In a certain sense the $p$-value represents the worst-case
scenario for the null hypothesis, taking into account not just the observed
sample realization but also more unfavorable realizations. The question of
accepting or rejecting $H_0$ is a separate issue and the $p$-value should not be confused with the significance level of the Neyman–Pearson testing framework [...]

and again in the same vein (sec. $14.3.5,$ p. $703$):

Even though the two can be related
mathematically, they constitute very different notions in different contexts.
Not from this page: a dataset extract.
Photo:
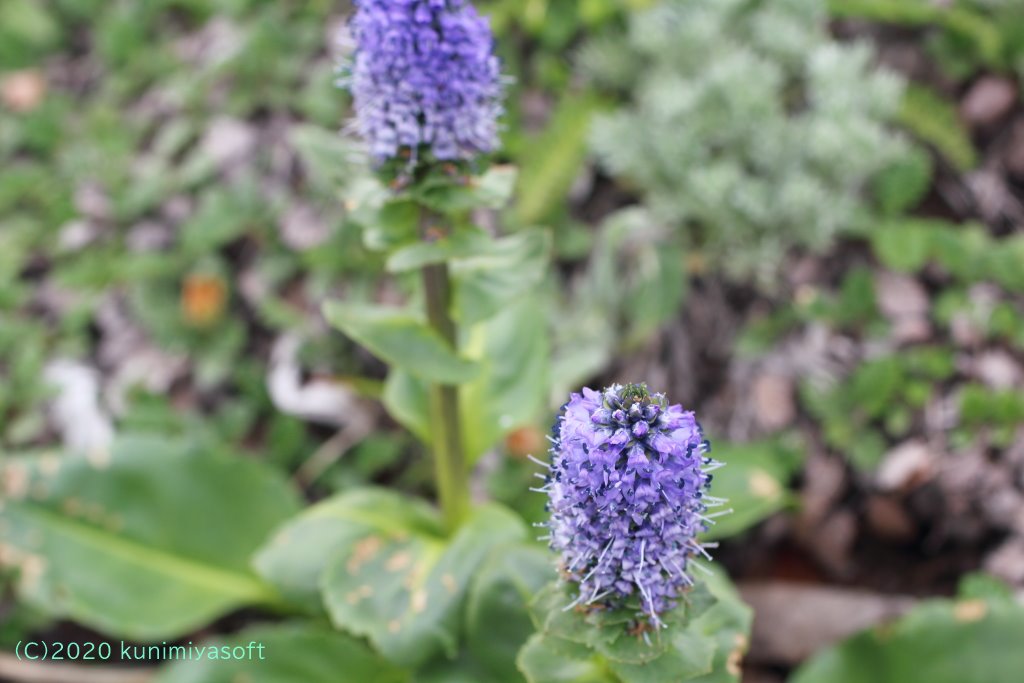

The
role of the $p$-value is inferential and that of the significance level is decision
making. This is why the use of $p$-values in the context of the Neyman–Pearson
approach was considered to be a sacrilege by Fisher ($1956$).

Please check $p$-value: Fisherian vs. contemporary frequentist definitions and other links therein.

Reference:
$\rm [I]$ Probability Theory
and Statistical Inference:
Econometric Modeling
with Observational Data, Aris Spanos, Cambridge University Press, $1999.$
A: I assume that $\mu$ is the critical value at test level $\alpha$. Then the test rejects the $H_0$ if observed $|\bar x|\ge \mu$ (the case of equality is irrelevant if the distribution of $\bar X$ is continuous, but "$\ge$" here will correspond to "$\ge$" in "$\alpha\ge p$"). Also, ${\rm Pr}\{|\bar X|\ge\mu\}={\rm Pr}(\bar X\in C)=\alpha$ (assuming that the test is exact).
Note that the t-test relies on a test statistic that has $\bar X$ linearly transformed and involves the standard error; the argument there is the same (using the statistic $T$ instead of $\bar X$) but I will here focus on just $\bar X$ as test statistic as in the question, which is the case in a Gauss-test with known variance and the null hypothesis that the underlying mean is zero. Note also that $\mu$ is more often used to denote the hypothesised mean rather than the critical value, but I'll stick to the notation in the question.
Now $p={\rm Pr}\{|\bar X|\ge |\bar x|\}$ (note that the absolute value should here also be taken of the $\bar x$). If $\alpha\ge p$, this means that $|\bar x|\ge \mu$, and therefore the test rejects, because it means that the set
$\{|\bar X|\ge |\bar x|\}$ must be a subset of or equal to the set $\{|\bar X|\ge \mu\}$. Note that it can only be a subset, equal, or a superset, and it can't be a superset, because then $\alpha<p$ (assuming $\mu$ to be chosen as the smallest possible value that makes ${\rm Pr}\{|\bar X|\ge\mu\}=\alpha$, which as appropriately defined critical value it should be - if the density of $\bar X$ is larger than zero around $\mu$ as in the Gauss-test, this is automatically the case).
In many tests including the Gauss-test the probability that $p=\alpha$ exactly is zero, and ignoring this possibility would make this explanation slightly less tedious.